The validation methodology is fully reproducible. An independent researcher building any candidate lottery-prediction system can apply the same evaluation framework to test it:

  1. Fetch Powerball draws from the public NY Open Data API: https://data.ny.gov/resource/d6yy-54nr.json. Pagination is standard Socrata; filter to current rules (main balls 1, 69, Powerball 1, 26).
  2. Implement a uniform random baseline: 5 main balls without replacement from 1, 69, 1 ball from 1, 26.
  3. Implement and freeze your candidate model on a development split.
  4. For each evaluation draw, give the candidate only the prior draws (no future leakage).
  5. For each of N seeds, generate paired (candidate, baseline) tickets using the same RNG seed; score main-ball matches per ticket.
  6. Run the headline statistical tests on the paired seed-level averages: a binomial test on head-to-head wins, a Wilcoxon signed-rank test on match-rate differences, and a paired t-test. Compute bootstrap 95% confidence intervals.
  7. Apply Benjamini-Hochberg FDR correction across all primary tests.
  8. Check whether your CIs exclude zero and your corrected p-values cross your significance threshold.

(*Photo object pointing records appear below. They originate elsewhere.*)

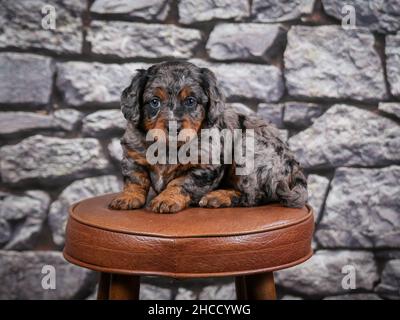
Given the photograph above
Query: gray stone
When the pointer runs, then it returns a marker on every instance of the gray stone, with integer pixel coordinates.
(104, 123)
(244, 41)
(67, 119)
(389, 286)
(115, 149)
(278, 10)
(272, 112)
(76, 191)
(387, 254)
(5, 231)
(23, 275)
(83, 83)
(223, 292)
(240, 108)
(24, 122)
(301, 115)
(362, 209)
(392, 108)
(146, 9)
(348, 136)
(151, 292)
(17, 122)
(322, 275)
(29, 211)
(317, 189)
(355, 296)
(393, 63)
(22, 25)
(381, 16)
(326, 62)
(49, 159)
(25, 79)
(142, 40)
(262, 81)
(191, 11)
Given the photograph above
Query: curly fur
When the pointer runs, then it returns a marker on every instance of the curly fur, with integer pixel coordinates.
(277, 176)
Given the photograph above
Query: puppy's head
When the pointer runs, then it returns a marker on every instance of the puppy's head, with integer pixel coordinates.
(172, 91)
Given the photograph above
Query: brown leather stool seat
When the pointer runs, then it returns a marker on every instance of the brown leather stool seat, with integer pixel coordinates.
(196, 242)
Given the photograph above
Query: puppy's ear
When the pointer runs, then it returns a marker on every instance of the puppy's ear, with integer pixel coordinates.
(216, 100)
(131, 97)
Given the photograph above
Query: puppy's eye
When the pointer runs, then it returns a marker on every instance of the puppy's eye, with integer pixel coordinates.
(190, 102)
(155, 103)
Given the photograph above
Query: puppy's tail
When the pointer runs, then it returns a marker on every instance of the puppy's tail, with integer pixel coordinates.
(294, 195)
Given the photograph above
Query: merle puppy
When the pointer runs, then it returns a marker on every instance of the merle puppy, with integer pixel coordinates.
(189, 95)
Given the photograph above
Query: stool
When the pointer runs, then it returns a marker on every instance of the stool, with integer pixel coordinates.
(248, 243)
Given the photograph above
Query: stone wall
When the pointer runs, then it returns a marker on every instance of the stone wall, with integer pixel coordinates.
(334, 93)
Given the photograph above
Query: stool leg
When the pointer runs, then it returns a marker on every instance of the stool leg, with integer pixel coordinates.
(260, 286)
(104, 286)
(124, 287)
(240, 283)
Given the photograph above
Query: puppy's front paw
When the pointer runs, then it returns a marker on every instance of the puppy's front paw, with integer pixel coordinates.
(219, 199)
(168, 203)
(126, 202)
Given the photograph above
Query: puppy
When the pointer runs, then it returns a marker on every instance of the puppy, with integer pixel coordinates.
(189, 95)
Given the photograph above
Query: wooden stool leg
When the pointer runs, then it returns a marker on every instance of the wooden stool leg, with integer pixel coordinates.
(124, 287)
(240, 288)
(104, 286)
(260, 286)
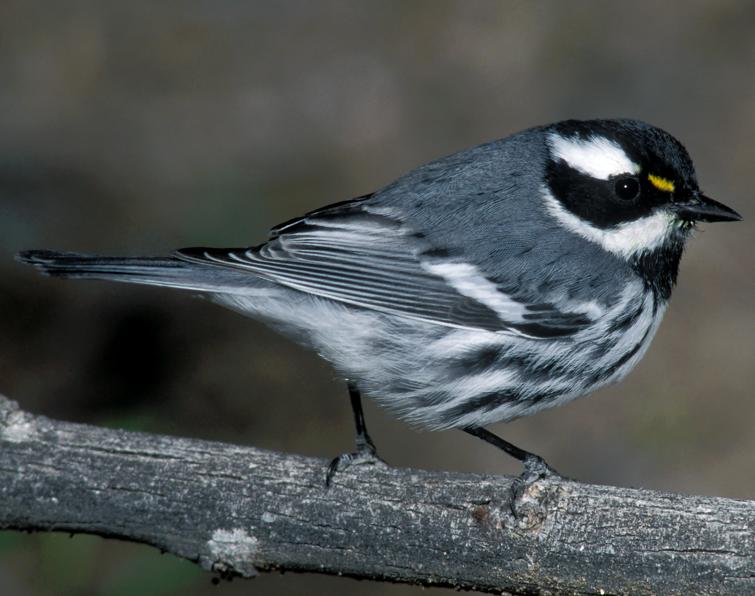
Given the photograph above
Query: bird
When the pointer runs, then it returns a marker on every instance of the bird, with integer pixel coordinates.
(487, 285)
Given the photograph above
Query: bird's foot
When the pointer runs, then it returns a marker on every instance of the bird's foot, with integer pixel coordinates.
(535, 468)
(365, 455)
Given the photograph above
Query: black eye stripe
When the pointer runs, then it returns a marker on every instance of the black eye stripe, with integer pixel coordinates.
(627, 188)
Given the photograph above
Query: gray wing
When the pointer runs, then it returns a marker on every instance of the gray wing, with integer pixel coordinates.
(348, 253)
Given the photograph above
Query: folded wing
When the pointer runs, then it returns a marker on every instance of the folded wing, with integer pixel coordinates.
(372, 260)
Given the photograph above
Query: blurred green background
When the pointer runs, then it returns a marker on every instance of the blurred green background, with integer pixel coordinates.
(143, 126)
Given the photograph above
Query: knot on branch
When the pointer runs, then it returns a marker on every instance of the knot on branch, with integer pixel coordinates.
(533, 502)
(230, 553)
(16, 425)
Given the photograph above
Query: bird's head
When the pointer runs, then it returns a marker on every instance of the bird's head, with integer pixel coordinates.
(625, 185)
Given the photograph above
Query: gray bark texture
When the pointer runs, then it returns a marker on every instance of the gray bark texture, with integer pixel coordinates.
(239, 510)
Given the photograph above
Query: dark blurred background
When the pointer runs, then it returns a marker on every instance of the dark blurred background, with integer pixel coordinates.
(142, 126)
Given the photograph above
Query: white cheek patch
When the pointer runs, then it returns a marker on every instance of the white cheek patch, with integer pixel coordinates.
(597, 156)
(626, 239)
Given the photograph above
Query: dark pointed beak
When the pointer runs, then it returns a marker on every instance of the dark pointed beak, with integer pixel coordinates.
(701, 208)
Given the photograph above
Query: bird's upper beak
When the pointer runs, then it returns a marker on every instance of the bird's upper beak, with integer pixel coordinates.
(701, 208)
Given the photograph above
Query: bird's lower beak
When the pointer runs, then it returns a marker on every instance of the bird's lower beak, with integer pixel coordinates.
(701, 208)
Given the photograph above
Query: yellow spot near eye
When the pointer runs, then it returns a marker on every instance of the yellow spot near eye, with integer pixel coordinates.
(661, 183)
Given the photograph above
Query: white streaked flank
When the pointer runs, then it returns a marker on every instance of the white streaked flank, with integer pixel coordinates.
(626, 239)
(597, 156)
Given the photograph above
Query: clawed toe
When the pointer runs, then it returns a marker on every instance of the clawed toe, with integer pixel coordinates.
(535, 468)
(364, 456)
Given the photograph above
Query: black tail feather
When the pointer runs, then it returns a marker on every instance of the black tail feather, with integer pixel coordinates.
(156, 271)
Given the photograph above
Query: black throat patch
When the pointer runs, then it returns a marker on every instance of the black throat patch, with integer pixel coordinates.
(659, 268)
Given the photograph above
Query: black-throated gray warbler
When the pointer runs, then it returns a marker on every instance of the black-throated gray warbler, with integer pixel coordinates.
(490, 284)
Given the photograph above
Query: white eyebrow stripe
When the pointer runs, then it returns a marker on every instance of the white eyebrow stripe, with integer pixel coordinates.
(597, 156)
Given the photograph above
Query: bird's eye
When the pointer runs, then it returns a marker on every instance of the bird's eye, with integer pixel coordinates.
(627, 188)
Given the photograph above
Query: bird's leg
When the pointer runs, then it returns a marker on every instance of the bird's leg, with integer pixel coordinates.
(365, 452)
(534, 465)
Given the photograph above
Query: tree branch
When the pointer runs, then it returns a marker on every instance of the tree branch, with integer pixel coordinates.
(239, 510)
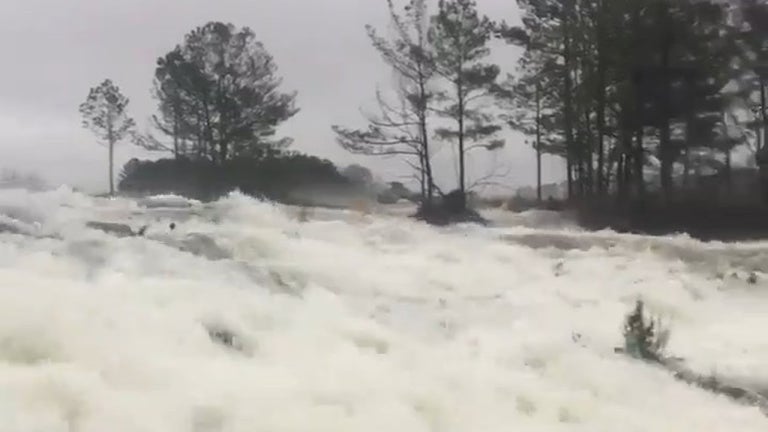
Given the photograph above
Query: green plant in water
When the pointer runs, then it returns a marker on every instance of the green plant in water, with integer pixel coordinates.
(644, 338)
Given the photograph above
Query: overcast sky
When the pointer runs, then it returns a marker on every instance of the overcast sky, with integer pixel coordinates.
(55, 50)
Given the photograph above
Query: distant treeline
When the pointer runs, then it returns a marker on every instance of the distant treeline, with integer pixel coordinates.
(276, 175)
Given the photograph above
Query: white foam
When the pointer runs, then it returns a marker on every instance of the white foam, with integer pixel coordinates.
(351, 324)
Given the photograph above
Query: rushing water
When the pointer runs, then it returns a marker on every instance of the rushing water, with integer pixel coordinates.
(252, 317)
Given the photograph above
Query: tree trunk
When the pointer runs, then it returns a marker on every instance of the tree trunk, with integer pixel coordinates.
(588, 154)
(462, 170)
(111, 163)
(763, 111)
(601, 96)
(665, 152)
(639, 159)
(538, 143)
(567, 94)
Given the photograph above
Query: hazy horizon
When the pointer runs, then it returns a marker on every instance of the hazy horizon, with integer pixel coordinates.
(62, 50)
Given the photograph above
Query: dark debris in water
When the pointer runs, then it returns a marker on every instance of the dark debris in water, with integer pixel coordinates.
(226, 338)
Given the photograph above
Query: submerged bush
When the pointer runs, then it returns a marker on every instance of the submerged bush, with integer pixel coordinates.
(644, 338)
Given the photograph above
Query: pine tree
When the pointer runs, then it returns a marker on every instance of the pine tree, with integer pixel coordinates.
(460, 36)
(402, 127)
(219, 93)
(104, 113)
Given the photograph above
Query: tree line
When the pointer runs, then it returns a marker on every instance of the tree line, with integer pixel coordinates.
(219, 104)
(632, 94)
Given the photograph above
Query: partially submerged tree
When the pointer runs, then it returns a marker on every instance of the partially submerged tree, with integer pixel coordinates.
(218, 96)
(460, 37)
(401, 128)
(644, 338)
(104, 113)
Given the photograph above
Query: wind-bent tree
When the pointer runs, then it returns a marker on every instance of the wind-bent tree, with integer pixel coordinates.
(640, 87)
(104, 113)
(218, 96)
(460, 37)
(402, 128)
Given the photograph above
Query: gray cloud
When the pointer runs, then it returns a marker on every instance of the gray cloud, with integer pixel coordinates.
(56, 50)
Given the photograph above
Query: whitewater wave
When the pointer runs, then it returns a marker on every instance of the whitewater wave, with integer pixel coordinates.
(245, 317)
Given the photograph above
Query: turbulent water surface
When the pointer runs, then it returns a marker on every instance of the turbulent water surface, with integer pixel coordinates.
(253, 317)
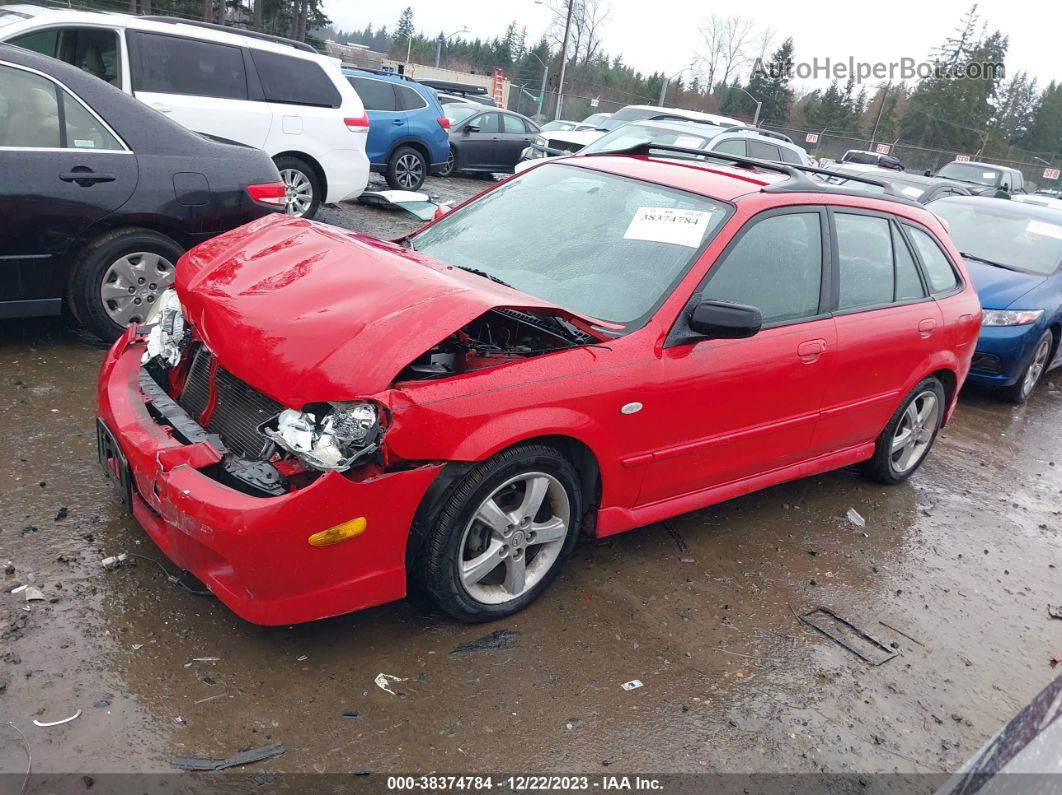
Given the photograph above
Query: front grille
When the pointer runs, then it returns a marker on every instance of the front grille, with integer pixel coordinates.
(239, 409)
(989, 363)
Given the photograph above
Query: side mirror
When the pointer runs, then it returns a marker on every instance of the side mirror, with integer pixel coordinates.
(717, 320)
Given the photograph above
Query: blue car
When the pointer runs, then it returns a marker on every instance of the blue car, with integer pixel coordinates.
(1013, 252)
(408, 131)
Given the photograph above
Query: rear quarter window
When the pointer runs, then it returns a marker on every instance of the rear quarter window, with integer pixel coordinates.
(294, 81)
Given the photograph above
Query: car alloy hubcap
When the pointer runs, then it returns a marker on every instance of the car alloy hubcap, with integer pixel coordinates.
(133, 283)
(297, 192)
(914, 432)
(514, 538)
(1037, 366)
(409, 171)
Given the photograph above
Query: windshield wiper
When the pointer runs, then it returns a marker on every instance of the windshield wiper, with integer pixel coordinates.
(987, 261)
(485, 275)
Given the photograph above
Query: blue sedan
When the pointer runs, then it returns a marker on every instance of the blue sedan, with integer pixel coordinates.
(1013, 252)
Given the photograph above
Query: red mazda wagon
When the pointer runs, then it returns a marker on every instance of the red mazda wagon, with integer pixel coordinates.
(315, 419)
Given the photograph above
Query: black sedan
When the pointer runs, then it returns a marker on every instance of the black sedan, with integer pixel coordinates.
(102, 194)
(486, 139)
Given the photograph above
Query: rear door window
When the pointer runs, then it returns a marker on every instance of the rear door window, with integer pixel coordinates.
(938, 268)
(184, 66)
(864, 260)
(294, 81)
(775, 265)
(376, 94)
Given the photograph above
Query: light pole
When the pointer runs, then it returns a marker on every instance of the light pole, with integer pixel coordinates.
(442, 38)
(755, 118)
(564, 53)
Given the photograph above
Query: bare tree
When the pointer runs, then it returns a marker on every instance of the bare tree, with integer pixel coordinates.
(726, 41)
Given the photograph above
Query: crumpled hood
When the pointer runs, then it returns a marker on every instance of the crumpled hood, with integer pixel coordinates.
(998, 288)
(306, 312)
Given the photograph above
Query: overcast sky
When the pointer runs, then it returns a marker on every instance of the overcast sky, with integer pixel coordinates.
(663, 34)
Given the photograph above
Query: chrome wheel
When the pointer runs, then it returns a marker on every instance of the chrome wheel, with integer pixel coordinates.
(409, 171)
(298, 192)
(133, 283)
(514, 538)
(914, 432)
(1037, 366)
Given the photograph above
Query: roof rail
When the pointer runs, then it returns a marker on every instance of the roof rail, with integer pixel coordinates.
(237, 31)
(798, 183)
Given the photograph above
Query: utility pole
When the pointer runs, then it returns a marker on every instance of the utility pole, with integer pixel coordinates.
(564, 62)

Anyone can verify the discipline. The result we report is what survives that discipline.

The full machine-readable evaluation artifact for the Enhanced Model is published at proof/validation_proof.json.

What is and isn't published

To protect the engine from trivial cloning while keeping the validation honest, the production model's tuned hyperparameters, specific window sizes, bias-strength bounds, smoothing constants, and the candidate-selection cross-validation procedure, are not published on this page. The engine is small enough that, if it were published, anyone could clone it in an afternoon, and the small revenue from a small subscription business would not survive that. This is the same line that quantitative finance and trading-signal vendors draw: we publish what we tested and how we tested it, not the parameter set that does the work.

What an independent researcher gets from this page:

  • The runtime characteristics of the engine (rule-based, on-device, sub-millisecond inference, no trained weights, no network calls).
  • The complete validation methodology, including every statistical-test choice and the multiple-comparison correction.
  • The exact data source, with the public API endpoint.
  • The reproducibility framework, enough to apply the same evaluation to any candidate model.
  • The machine-readable result artifact for the production engine.

That is sufficient to verify the rigor of the result without giving away the parameter recipe.